Un canto a la persecución de los sueños sin necesidad de renunciar a lo que nos haga felices. Un mensaje perfectamente transmitido a través del talento de Damien Chazelle, que demuestra que los directores deben arriesgar, saltarse las normas y rodar una película con el corazón. Este musical cumple esos requisitos, logrando ser un tornado de puro sentimiento.
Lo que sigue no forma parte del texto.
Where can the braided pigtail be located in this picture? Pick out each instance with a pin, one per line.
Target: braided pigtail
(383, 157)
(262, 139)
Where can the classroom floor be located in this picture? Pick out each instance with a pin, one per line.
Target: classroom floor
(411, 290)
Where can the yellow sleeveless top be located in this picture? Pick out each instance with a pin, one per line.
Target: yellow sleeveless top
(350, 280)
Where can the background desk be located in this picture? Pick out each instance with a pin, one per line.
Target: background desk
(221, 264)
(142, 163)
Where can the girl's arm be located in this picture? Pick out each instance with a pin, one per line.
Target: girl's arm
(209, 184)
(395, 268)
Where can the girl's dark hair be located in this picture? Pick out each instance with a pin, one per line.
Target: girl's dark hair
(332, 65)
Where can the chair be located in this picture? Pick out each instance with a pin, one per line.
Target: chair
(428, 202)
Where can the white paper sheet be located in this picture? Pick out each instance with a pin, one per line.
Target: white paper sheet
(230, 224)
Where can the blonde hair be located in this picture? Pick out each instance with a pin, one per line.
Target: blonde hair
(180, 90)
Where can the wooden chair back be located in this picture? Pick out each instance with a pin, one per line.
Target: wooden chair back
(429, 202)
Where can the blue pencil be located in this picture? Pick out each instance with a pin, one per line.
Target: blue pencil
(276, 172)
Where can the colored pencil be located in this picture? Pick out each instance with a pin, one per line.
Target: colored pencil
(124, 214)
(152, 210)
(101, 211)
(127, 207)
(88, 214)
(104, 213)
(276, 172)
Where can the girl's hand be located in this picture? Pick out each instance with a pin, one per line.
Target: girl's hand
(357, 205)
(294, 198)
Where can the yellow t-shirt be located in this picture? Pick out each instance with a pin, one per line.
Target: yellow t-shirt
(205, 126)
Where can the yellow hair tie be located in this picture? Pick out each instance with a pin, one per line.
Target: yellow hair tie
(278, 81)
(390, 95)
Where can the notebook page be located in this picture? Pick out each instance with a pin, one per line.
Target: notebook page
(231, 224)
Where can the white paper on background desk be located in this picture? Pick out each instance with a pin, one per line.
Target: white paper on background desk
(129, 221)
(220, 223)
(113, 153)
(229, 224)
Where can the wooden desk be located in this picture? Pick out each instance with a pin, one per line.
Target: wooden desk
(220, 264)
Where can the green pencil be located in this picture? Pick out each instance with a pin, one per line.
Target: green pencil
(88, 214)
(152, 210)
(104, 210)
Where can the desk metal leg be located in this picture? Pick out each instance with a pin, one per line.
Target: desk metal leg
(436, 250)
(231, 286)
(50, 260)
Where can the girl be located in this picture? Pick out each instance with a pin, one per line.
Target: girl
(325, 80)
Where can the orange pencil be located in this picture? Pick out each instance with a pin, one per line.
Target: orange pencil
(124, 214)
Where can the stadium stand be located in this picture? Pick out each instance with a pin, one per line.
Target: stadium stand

Bienvenidos a La ciudad de las estrellas, donde está prohibido renunciar a los sueños imposibles.

 LO MEJOR:

  • La secuencia con la que Damien Chazelle arranca la cinta y abre el telón. Totalmente arrebatadora.
  • Emma Stone. Una mirada suya lo dice todo.
  • La puesta en escena, que concede un marcado protagonismo a los colores.
  • El primer baile de Emma Stone y Ryan Gosling juntos, uno de los momentos que nos transportan a los musicales de antes.
  • La valentía del director a la hora de narrar la historia.
  • Podríamos seguir… pero simplemente todo.

LO PEOR:

  • Que la gente vaya con las expectativas tan altas que puedan llegar a esperar que Emma Stone traspase la pantalla para darles un beso. El hype ha hecho mucho daño y puede ser el culpable de que una obra maestra como es La ciudad de las estrellas no cumpla con lo esperado.